Note, however, that raw episode data is stored by the Monitor wrapper, and hence looks similar for all algorithms, whereas progress data
is handled by the algorithm itself, and hence can vary (column names, type of data available) between algorithms. 

## Plotting: many curves 
While the loading and the plotting functions described above in principle give you access to any slice of the training summaries,
sometimes it is necessary to plot and compare many training runs (multiple algorithms, multiple seeds for random number generator),
and usage of the functions above can get tedious and messy. For that case, `baselines.common.plot_util` provides convenience function
`plot_results` that handles multiple Result objects that need to be routed in multiple plots.
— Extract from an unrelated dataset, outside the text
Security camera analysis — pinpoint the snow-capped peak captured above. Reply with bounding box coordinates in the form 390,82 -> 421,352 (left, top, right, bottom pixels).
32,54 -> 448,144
Consider the following bash snippet that
runs ppo2 with cartpole with 6 different seeds for 30k time steps, first with batch size 32, and then with batch size 128:

```bash
for seed in $(seq 0 5); do
OPENAI_LOGDIR=$HOME/logs/cartpole-ppo/b32-$seed python -m baselines.run --alg=ppo2 --env=CartPole-v0 --num_timesteps=3e4 --seed=$seed --nsteps=32
done
for seed in $(seq 0 5); do
OPENAI_LOGDIR=$HOME/logs/cartpole-ppo/b128-$seed python -m baselines.run --alg=ppo2 --env=CartPole-v0 --num_timesteps=3e4 --seed=$seed --nsteps=128
done
```
These 12 runs can be loaded just as before:
```python
results = pu.load_results('~/logs/cartpole-ppo')
```
But how do we plot all 12 of them in a sensible manner? `baselines.common.plot_util` module provides `plot_results` function to do just that:
```
results = results[1:]
pu.plot_results(results)
```
(note that now the length of the results list is 13, due to the data from the previous run stored directly in `~/logs/cartpole-ppo`; we discard first element for the same reason)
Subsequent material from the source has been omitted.